Mayon gown is a red, high-slit dress made by Filipino fashion designer Mak Tumang and worn by Catriona Gray during the evening gown competition in Miss Universe 2018, which she won. The dress is also called Mayon Volcano gown as its design was inspired by Albay's Mayon Volcano, and later the dress became popularly known as the "lava gown" owing to its distinct fiery red to dark red color. It is one of the two well-known dresses Gray wore in the pageant, and it is credited for making Tumang a household name.

== Design ==
The Mayon gown is made of tulle encrusted with Swarovski crystals in 12-toned color palette that ranged from yellow to dark red. Its body-fitting, bare back design features a side cutout and a high slit that "highlighted Gray's legs." The dress, which according to Tumang weighed 10 pounds, was a tribute to Mayon Volcano, a tourist attraction in the province of Albay, the hometown of Gray's mother. In an interview, Gray decided to pick the dress for the beauty contest as her mother dreamed of her winning the Miss Universe crown wearing a red gown.

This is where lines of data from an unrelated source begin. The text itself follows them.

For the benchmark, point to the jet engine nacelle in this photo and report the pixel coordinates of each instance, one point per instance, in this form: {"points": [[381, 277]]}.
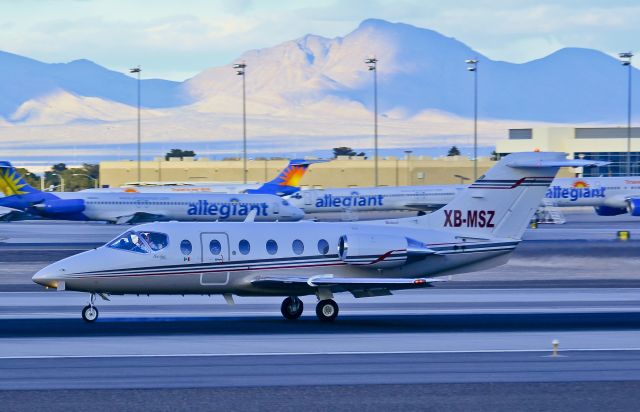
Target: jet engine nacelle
{"points": [[380, 251], [60, 206], [633, 207], [610, 211]]}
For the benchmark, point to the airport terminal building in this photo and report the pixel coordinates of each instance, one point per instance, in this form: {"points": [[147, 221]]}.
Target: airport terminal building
{"points": [[344, 171], [598, 143]]}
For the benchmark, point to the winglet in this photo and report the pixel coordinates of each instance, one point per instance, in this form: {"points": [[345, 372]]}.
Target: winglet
{"points": [[251, 216]]}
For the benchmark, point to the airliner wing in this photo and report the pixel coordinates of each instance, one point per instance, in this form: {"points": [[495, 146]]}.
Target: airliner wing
{"points": [[139, 217], [358, 287]]}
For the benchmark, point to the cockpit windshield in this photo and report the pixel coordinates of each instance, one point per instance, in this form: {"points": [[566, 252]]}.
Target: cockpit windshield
{"points": [[140, 242]]}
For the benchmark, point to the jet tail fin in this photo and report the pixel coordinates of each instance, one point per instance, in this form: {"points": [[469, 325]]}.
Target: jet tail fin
{"points": [[12, 183], [288, 180], [502, 202]]}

Planning and sketches were proposed as early as March 2018, just a week after Gray won the Binibining Pilipinas Universe 2018 title, and production started in May. It was one of the seven Philippine-themed dresses presented to Gray, which were inspired by "Filipino arts, culture and literature," and one of the three that were produced by 16 artisans working for 2,712 hours with cost of materials reportedly at P1,025,091.

== Reception ==
The dress was described as stunning when Gray walked down the runway in the evening gown competition of Miss Universe 2018 and has been regarded as iconic. Gray's accessorized the look with a diamond-ruby ear cuff called "Alab at Dangal", which was a homage to the Philippine flag, that featured gold rays, two stars, and one star that dangled at its tip, and a pair of studs made of golden pearls.

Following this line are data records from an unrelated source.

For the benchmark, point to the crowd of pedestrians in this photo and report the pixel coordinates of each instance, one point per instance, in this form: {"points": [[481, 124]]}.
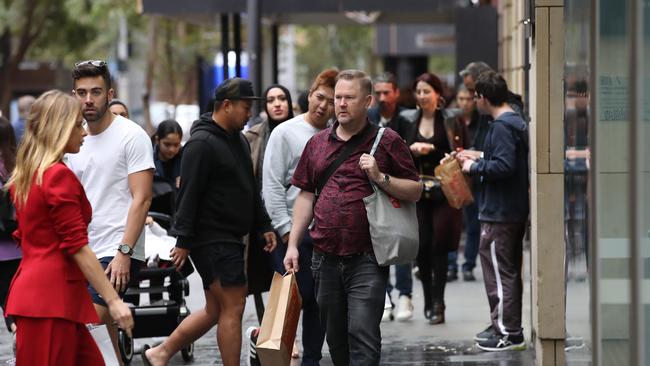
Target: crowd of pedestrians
{"points": [[285, 195]]}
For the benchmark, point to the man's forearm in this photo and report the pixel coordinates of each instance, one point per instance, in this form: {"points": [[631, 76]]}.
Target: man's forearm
{"points": [[403, 189], [135, 221], [302, 216]]}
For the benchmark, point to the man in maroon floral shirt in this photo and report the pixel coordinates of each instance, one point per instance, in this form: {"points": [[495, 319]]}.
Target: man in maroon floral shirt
{"points": [[350, 285]]}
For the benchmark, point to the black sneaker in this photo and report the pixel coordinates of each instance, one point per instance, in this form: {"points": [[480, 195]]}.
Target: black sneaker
{"points": [[452, 276], [485, 334], [508, 342], [468, 276], [251, 335]]}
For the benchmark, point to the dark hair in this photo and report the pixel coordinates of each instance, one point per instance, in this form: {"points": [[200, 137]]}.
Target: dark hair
{"points": [[168, 126], [387, 77], [303, 101], [492, 87], [432, 80], [326, 78], [474, 69], [286, 94], [86, 70], [7, 145], [364, 80]]}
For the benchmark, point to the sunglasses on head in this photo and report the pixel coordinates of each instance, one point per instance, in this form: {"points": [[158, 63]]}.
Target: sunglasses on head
{"points": [[96, 63]]}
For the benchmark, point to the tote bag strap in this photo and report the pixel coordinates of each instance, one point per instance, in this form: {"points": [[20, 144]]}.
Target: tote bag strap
{"points": [[380, 133]]}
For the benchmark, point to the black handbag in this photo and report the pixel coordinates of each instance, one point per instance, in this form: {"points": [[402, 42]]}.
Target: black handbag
{"points": [[432, 190]]}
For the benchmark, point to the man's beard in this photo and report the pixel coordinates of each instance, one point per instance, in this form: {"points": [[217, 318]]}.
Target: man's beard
{"points": [[99, 113]]}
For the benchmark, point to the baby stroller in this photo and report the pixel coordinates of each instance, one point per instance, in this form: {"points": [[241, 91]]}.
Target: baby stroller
{"points": [[157, 278]]}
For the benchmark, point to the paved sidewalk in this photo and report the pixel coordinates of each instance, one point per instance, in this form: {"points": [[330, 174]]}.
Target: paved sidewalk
{"points": [[413, 342]]}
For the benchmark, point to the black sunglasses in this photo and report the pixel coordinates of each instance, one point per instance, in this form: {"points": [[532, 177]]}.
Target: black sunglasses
{"points": [[96, 63]]}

In a review that appeared in Time, Ashley Hoffman explained, "Gray also worked in a tribute to the Mayon Volcano of the Philippines with her sparkling crimson gown designed to resemble the swirling red and orange lava that flows down the cone-shaped volcano’s crater." Vogue's Janelle Okwodu commented on the dress, "Onstage at Bangkok’s Impact Arena in Thailand, she wore a fiery custom gown by Filipino designer Mak Tumang, featuring a portrait of the Mayon Volcano rendered in Swarovski crystals. It was the perfect complement to her lava walk, and she gave hosts Steve Harvey and Ashley Graham something to talk about, earning her second supermodel shoutout.

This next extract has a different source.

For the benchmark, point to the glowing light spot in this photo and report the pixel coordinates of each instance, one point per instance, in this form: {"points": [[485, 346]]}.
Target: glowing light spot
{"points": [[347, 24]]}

Voltaire E. Tayag of Rappler stated that the dress made Tumang a household name. Additionally, Raoul J. Chee Kee, writing for the Philippine Daily Inquirer, said, "His background may have been in production design, but Mak Tumang will go down in fashion history for dressing the country’s fourth Miss Universe in a gown that mimicked flowing lava... It was the magma-hot evening gown she wore at the pageant proper, however, that is seared in the Filipinos’ collective consciousness."

== Exhibit ==
In December 2018, the Mayon gown was exhibited in SM City Pampanga along with the Ibong Adarna gown that Gray wore during the preliminaries and Sinag gown, which Gray wore when she won Miss Universe Philippines 2018 in the Binibining Pilipinas 2018 pageant. It was also displayed on the exhibit named "The Universe: Celebration of World Class Talent" held at SM Mall of Asia in March 2019. According to Tumang, he plans to establish a museum where the gown will be in permanent exhibition.